Main Street still has a lot of catching up to do with Wall Street.
"The words recession and recovery can't begin to capture the magnitude of pain trigger(ed) by this crisis and the risks that widespread suffering will persist if we can't blunt the headwinds still ahead," wrote Grant Thornton chief economist Diane Swonk.
U.S. markets surged on Friday as nonfarm payrolls rose by 2.5 million in May, much higher than economists had expected. The S&P 500 is now close to flat for the year, despite being down as much as 30% a few months ago as business activity froze during the coronavirus pandemic.
Meanwhile, the unemployment rate at 13.3% remains near its highest level in the post-World War II era.
"Even with the mild improvement in May, the unemployment rate of all groups is still higher than the highest level the overall unemployment rate hit at the height of the Great Recession, when it reached 10.0% in 2009," said Elise Gold, senior economist at the Economic Policy Institute.
The economic crisis caused by the pandemic has hurt America's workforce disproportionately. The unemployment rate among black workers, for example, increased by 0.1% in May to 16.8%, while unemployment among white workers decreased and sits at 12.4%.
"Research has shown that historically higher unemployment rates, lower wages, higher poverty rates, and lower liquid savings make job losses even more devastating for African American workers and their families," Gold said.
The divide between Wall Street and Main Street is also apparent in data about stock ownership.
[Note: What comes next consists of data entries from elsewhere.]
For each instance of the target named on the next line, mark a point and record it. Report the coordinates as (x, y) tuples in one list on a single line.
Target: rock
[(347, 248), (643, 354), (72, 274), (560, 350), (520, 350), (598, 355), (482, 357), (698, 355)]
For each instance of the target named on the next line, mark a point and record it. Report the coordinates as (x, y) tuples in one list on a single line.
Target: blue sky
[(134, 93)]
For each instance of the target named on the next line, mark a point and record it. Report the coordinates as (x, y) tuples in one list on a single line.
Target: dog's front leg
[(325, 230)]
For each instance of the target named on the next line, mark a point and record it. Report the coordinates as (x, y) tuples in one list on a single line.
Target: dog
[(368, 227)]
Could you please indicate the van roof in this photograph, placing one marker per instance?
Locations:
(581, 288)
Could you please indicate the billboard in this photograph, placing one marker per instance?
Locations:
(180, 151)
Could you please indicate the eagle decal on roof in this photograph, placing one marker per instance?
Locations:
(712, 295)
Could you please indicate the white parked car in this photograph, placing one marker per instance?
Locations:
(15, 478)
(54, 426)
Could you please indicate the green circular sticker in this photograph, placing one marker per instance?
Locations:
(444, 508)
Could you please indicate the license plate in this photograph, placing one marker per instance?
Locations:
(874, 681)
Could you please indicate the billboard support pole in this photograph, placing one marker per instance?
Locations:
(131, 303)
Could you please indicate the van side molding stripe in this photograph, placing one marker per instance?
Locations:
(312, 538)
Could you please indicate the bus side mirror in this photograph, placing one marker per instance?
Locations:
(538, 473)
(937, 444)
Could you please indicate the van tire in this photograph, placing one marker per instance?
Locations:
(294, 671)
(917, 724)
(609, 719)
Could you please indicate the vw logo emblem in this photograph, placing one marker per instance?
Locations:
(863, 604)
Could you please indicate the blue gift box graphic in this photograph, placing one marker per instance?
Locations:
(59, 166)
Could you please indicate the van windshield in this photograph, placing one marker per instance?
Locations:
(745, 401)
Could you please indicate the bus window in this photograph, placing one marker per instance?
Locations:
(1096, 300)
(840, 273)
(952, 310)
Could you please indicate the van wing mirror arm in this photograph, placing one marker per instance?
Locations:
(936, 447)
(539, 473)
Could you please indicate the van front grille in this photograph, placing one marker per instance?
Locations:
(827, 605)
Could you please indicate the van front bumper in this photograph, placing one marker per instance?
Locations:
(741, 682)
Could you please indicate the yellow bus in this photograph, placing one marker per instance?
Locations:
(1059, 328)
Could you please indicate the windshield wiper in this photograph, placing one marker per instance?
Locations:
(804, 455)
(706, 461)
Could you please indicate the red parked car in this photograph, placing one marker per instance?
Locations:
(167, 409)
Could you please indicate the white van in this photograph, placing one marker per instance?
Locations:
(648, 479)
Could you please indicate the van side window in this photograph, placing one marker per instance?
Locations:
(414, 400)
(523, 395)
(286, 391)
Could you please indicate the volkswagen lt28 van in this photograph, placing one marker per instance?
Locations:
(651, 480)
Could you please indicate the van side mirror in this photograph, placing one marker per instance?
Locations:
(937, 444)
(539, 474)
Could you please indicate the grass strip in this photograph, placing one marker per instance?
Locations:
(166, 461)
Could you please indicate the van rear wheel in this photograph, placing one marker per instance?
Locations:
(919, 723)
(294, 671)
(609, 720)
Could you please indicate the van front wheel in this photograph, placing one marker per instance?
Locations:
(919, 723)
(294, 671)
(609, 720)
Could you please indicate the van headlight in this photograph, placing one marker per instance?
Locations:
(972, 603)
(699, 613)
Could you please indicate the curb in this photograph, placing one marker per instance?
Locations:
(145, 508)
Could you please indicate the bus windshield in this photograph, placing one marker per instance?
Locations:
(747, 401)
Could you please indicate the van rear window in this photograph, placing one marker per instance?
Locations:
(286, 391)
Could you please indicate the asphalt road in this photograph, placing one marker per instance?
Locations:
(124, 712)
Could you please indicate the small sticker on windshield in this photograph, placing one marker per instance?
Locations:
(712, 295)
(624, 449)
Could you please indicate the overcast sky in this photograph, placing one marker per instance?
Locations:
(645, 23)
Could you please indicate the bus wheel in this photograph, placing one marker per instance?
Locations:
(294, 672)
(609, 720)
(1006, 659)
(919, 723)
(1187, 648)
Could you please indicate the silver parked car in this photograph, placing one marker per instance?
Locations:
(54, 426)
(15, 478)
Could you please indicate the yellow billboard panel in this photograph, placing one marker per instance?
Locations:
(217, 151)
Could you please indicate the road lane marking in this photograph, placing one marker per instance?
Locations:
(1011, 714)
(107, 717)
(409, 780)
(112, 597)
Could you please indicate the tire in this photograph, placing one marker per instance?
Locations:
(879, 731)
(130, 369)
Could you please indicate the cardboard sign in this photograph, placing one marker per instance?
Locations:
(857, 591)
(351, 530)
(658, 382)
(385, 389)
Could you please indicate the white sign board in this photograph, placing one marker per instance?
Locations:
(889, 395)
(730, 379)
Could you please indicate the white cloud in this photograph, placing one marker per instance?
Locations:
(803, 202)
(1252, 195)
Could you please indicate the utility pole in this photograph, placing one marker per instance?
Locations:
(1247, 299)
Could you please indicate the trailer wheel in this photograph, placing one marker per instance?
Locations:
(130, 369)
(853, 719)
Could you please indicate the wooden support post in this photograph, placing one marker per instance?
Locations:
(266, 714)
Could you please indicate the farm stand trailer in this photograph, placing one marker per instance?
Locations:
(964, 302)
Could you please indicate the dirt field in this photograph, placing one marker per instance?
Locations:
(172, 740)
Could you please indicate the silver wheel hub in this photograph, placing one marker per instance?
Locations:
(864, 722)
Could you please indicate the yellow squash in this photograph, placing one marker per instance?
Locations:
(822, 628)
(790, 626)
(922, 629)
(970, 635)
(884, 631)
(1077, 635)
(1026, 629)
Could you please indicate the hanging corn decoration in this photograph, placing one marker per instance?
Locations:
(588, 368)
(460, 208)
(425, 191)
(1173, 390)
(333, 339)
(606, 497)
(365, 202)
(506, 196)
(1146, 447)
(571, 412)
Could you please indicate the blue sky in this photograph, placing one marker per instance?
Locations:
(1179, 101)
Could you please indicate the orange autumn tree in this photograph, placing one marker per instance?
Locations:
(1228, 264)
A March 2020 analysis by Pew Research found only 14% of American families are directly invested in individual stocks, while 52% have some level of ownership thanks to retirement accounts such as 401(k)s. Only 31% of black families and 28% of Hispanic families are invested, compared with 61% of white families.
The figures highlight how many Americans have missed out altogether on the recent surge in stock prices.
"There's a lot of people that got out of this market and are staying out, making the assumption that we either have to test that low again or things are actually going to get worse, not better," said Art Hogan, chief market strategist at National Securities.